Por María Claudia Medina y Mónica Martínez.
Luego de haber estado prácticamente internada en un hospital, atendiendo a su esposo que sufría de cirrosis, Pilar se dio cuenta que había mucha desorientación en los trámites y formalidades que se debían realizar cuando sucede lo peor. Por esta razón, quiso ser voluntaria en el Hospital Sabogal, a fin de cuentas, ya conocía todos sus ambientes.
Todos los lunes se levanta muy temprano, le da el desayuno a su hijo y lo manda al colegio. Sin embargo, la faena recién comienza, decidió ir los lunes porque es el día en que hay menos voluntarios y paradójicamente más público. Vestida de blusa blanca y pantalón negro se dirige muy puntual al hospital, registra su asistencia y revisa que área le corresponde. Al preguntarle qué sector del hospital es el que más le agrada, se asoma una gran sonrisa y sus ojos brillan. Y es que es en neonatología donde Pilar se convierte en el nexo entre la madre y los familiares.
Ella apoya a las madres que no saben dónde están sus bebés y a los familiares que quieren saber dónde está la madre, si ya dio a luz o si sigue en emergencia. “Todavía no da a luz, pero está dilatando”. Los primerizos son los más preocupados, agrega Pilar.
Se alegra de que cientos de veces haya podido anunciar buenas nuevas, “su esposa se encuentra bien y su hija también, es mujercita, ya las están atendiendo”. También hace pasar los “encarguitos” como agua o pañales.
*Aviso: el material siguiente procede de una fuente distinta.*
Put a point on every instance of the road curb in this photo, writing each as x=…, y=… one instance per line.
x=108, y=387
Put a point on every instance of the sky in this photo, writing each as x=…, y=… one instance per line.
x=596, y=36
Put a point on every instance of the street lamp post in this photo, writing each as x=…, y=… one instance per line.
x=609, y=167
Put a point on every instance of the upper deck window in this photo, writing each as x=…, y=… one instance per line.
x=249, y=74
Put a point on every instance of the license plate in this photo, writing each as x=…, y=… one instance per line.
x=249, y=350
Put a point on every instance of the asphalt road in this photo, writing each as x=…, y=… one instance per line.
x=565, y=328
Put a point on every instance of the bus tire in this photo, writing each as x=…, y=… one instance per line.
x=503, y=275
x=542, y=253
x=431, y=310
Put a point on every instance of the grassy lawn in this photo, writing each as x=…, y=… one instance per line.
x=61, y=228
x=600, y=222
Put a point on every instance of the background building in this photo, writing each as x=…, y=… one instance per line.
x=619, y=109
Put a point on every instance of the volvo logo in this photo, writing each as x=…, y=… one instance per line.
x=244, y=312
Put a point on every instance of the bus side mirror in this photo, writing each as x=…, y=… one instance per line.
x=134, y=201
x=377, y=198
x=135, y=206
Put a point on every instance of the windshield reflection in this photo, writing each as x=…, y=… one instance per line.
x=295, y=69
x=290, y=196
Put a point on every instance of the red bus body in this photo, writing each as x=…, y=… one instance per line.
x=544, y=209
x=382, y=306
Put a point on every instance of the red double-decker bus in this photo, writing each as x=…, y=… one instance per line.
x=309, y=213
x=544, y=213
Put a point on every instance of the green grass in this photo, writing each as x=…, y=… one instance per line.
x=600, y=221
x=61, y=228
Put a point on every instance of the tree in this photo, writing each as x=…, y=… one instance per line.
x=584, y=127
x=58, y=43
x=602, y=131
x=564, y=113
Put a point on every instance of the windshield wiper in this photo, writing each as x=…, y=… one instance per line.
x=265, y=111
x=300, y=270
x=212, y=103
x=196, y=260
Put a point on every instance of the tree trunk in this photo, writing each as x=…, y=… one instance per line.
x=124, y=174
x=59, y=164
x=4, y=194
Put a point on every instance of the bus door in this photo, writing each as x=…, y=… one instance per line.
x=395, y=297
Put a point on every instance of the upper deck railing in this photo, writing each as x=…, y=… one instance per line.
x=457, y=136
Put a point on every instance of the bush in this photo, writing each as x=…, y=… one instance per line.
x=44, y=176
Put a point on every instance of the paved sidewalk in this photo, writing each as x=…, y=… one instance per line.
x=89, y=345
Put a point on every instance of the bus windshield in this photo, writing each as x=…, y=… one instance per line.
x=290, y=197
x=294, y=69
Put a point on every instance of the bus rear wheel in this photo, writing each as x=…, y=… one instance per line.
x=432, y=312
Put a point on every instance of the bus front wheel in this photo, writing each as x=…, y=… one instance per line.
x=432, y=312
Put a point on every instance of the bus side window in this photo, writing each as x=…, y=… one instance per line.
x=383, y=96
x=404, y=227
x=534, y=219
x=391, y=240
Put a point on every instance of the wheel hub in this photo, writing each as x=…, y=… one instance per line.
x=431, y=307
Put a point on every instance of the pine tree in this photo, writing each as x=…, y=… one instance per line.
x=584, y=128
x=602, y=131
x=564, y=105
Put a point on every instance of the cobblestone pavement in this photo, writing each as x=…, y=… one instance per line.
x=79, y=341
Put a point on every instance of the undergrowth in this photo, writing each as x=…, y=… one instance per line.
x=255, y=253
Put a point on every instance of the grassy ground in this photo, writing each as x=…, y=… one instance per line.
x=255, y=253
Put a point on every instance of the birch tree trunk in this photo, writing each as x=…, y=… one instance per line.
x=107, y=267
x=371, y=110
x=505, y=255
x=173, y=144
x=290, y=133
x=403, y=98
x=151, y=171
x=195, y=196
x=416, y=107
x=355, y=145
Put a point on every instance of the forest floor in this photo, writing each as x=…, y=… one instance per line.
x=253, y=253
A veces, para bajar la tensión en la sala de espera, bromea con los familiares sobre a quién se parecerá el recién nacido “felicitaciones, la señora está muy bien, ya dio a luz y está sanito, creo que se parece a usted, jajaja”
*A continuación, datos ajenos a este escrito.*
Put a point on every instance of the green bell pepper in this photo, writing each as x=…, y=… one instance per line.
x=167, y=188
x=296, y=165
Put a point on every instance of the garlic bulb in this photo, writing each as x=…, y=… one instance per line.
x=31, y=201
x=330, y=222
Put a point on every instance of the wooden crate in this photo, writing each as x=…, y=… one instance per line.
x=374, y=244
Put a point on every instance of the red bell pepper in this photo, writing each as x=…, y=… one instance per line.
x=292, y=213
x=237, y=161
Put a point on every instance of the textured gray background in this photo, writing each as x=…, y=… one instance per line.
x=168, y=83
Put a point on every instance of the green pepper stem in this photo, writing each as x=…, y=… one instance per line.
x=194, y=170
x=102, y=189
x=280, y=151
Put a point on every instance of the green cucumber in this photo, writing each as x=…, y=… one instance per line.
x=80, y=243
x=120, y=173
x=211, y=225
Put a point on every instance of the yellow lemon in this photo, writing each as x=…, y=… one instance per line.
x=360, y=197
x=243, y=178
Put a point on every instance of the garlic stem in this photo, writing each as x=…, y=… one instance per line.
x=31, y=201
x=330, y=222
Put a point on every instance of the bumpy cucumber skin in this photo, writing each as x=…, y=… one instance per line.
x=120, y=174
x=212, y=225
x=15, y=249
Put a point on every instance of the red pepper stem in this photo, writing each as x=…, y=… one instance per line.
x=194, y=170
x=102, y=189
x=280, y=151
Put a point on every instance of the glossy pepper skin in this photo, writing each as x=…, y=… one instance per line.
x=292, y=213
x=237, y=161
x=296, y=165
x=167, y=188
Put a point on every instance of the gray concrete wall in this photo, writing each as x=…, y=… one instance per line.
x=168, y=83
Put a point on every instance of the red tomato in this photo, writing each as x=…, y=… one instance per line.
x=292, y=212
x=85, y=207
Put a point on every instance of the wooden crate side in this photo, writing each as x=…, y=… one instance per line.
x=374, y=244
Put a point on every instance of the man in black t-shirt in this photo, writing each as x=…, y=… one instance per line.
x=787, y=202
Pero allí no acaba su labor, el vínculo que forja con las parturientas es tan fuerte que le tienen la confianza suficiente para preguntarle qué nombre ponerle a su bebé. Por sus creencias cristianas siempre sugiere nombres bíblicos, así salen del hospital pequeños con el nombre de Mateo, Marcos, Lucas o Juan.
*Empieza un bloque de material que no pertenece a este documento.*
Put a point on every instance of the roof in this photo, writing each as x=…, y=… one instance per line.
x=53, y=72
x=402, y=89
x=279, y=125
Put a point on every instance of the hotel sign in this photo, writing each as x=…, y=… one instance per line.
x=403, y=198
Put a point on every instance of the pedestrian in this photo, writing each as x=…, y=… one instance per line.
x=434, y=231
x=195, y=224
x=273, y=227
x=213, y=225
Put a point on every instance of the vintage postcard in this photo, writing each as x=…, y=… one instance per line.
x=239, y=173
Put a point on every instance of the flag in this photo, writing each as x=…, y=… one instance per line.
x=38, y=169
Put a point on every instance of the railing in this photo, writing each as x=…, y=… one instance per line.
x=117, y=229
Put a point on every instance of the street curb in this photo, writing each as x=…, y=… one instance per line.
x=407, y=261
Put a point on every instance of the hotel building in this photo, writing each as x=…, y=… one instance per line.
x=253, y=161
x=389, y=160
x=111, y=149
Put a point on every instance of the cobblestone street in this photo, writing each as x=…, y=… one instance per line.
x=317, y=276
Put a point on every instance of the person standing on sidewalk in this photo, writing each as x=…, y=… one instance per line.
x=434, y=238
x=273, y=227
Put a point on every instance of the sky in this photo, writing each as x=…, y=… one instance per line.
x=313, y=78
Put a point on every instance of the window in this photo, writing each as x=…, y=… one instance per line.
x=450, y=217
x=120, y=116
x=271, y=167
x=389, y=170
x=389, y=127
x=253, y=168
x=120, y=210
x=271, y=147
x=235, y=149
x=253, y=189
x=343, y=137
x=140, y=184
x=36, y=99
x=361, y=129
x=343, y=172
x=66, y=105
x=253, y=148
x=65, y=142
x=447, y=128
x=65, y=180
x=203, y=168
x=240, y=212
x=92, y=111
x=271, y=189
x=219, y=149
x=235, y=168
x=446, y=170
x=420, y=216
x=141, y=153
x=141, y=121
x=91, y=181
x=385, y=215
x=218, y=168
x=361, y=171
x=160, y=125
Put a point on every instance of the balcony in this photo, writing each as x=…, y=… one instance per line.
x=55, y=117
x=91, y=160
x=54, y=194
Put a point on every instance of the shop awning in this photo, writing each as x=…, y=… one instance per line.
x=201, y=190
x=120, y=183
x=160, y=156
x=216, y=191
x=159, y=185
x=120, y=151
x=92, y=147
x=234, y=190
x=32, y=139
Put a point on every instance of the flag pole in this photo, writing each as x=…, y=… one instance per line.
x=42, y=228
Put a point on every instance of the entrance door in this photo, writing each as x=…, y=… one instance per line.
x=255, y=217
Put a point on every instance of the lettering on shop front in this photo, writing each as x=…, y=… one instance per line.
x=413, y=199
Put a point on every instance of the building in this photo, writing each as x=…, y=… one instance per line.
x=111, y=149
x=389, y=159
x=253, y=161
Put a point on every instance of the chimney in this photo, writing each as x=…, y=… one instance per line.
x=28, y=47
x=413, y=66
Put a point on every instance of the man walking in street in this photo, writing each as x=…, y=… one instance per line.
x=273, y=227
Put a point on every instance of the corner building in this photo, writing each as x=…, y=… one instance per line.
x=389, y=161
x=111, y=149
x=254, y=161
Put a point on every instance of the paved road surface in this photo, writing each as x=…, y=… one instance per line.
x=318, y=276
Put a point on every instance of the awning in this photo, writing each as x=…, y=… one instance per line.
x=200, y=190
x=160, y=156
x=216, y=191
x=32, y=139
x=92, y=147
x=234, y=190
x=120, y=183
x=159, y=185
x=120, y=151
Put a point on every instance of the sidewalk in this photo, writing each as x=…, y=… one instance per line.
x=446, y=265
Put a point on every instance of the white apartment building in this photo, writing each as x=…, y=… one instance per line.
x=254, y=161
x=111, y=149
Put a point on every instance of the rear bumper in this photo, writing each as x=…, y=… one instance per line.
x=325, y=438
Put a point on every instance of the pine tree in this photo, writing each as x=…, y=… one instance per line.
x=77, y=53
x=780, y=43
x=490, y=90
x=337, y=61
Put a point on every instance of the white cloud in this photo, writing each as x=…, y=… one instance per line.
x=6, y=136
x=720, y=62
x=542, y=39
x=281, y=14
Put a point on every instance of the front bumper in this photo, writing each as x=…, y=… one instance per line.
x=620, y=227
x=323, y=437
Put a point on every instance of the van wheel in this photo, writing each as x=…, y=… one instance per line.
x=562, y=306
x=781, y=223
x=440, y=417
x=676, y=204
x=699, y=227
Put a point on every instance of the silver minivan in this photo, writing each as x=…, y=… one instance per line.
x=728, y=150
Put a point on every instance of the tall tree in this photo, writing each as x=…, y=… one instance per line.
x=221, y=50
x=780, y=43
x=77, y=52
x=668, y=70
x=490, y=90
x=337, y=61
Lamentablemente, en un hospital no todas son alegrías. A Pilar no le gusta el lado de emergencia terminales, gente echada con miles de aparatos y no puede dar buenas noticias a sus familiares, solo prepararlos para lo inevitable. Ahí ella se vuelve un verdadero pilar de consuelo. Nunca hay un paciente que se mejora, simplemente no los vuelven a ver.
Así sucedió con un señor que padecía una rara enfermedad, no podía mover sus músculos. Su extraño mal se incrementó después de la muerte de su niño de dos años, el pequeño falleció por una negligencia de él y de su esposa. A raíz de eso, bajaron sus defensas y se acentuó la enfermedad. Llegó a cada músculo de su cuerpo hasta el estómago, ya no podía cumplir con su función digestiva y era alimentado solo por sondas, lo llevaron a UCI(Unidad de Cuidados Intensivos) y no supo más de él.
Siempre que algo así la conmueve, piensa en su hijo y recobra las fuerzas para continuar la jornada. Ella es la más voluntariosa de todas, está convencida de que su lugar es ése, ahí donde se suceden las lágrimas y las sonrisas.